How are you doing? I know I haven't been very good at keeping in touch so far. It's taking some getting used to, being here. Not that I don't like the Pack, because I do. I told Alison when I emailed her that there was a lot that was familiar about them. They're certainly trying to make me feel comfortable here. I don't know if I'm being as responsive as I could be. Still not wanting to do very much, Ani's scolding about hiding in my room aside.

I hope things have slowed down a little over there, or at least that the crises are giving you a few days break between them. I sort of miss... well, not the hordes of kids, really, but some of the people. You and Alison and Nathan and Moira. And the lake. It was so quiet out there. Not like being in the middle of Berlin here. I think I'd give my left arm for someplace quiet right now...

Mick

Reply to Mick

Date: 2004-11-20 05:23 am (UTC)
From: [identity profile] x-madelyn.livejournal.com
Mick!
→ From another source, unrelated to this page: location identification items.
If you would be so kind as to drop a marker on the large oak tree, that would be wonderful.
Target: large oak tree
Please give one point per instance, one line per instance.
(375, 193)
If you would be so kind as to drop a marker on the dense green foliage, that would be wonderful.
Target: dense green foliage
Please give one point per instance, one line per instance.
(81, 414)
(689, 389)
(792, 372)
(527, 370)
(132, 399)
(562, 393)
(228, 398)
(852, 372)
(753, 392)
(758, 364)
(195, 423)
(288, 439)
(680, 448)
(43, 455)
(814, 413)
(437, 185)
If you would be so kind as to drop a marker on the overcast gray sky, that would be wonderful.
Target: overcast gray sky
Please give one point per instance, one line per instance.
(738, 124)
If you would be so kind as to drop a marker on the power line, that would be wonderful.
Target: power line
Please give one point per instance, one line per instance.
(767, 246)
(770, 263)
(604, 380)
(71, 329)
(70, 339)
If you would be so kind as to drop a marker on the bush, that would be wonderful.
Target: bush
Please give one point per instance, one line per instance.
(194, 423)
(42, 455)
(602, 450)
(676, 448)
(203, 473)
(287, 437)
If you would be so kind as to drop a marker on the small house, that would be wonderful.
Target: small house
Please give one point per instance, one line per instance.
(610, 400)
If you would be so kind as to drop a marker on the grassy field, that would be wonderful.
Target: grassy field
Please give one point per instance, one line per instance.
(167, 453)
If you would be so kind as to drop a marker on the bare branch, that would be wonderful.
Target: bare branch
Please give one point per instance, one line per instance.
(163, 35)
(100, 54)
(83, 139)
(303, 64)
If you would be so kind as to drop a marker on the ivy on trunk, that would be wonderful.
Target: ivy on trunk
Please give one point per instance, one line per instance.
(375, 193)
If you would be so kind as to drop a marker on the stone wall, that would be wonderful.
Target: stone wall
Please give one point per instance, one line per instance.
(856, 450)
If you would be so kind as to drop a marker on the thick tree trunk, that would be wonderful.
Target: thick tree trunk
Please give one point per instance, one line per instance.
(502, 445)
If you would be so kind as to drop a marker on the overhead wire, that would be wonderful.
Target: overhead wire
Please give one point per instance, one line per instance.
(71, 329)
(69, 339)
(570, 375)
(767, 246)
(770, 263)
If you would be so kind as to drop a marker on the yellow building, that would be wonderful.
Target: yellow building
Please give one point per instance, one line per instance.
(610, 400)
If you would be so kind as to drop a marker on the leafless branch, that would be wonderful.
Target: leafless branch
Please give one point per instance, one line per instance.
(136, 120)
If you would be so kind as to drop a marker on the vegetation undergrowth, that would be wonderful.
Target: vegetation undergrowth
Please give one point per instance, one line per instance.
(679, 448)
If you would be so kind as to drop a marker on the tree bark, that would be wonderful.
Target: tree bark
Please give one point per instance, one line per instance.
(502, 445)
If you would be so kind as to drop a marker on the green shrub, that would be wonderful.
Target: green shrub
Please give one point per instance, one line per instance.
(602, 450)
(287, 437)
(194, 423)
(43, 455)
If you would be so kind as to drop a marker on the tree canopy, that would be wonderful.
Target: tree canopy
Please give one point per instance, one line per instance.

Hi! So good to hear from you!

Okay, calming down a little and trying not to abuse the exclamation points overmuch. But yes, it is good to hear from you. Alison mentioned she'd gotten an email and I was glad to hear you were settling down all right with the pack. If sounding a little overwhelmed. The social thing is good, but so a bit of breathing space. Tell Ani that it's doctor's orders the next time she pesters you too much okay?

And taking off the doctor hat now. Damn, that's getting automatic.

Things are... less hectic. No demon attacks this week, although we did have a student blow up last week and is now wandering around without a body. And no, that doesn't sound any less strange the more I type it. Mutation is a weird and wacky thing. But I can sympathise with the campaign to make sure you sleep - besides the rest of the medlab staff, I have a couple of students and one of the teachers chasing me down and making sure I get breaks and sleep in my own bed occasionally. Meaning I spend the rest of the time on the couch in my office. Not anything else.

Alison's improving, although some days are better than others. The pain's pretty much constant - she's overloaded her nervous system - and there's not a damn thing we can do about it, since pain meds effect her badly. It's so damn frustrating, especially since she's a friend, as well as a patient,but she's coping amazingly well, really. Don't tell her I said anything - she's trying not to worry people.

Berlin must have its charms, even with the lack of quiet. It's going to sound horribly small-town America, but I've never left this country before coming here. Iceland was the first time and that wasn't exacty a normal overseas trip, with the way things went. But any way, Berlin. Indulge the medlab-bound doctor and tell me about it? The bits you've seen, any way, in between hiding out and having Ani sitting on you. ;)

We miss you too, actually. I know I miss my poker partner, although I think you probably won't play that game with me again after I cleaned you out last time. *innocent* Never play poker with the former FBI. We're sneaky that way. But if the opportunity arises, you're always welcome to visit. Maybe during winter break, when we're less kid-infested?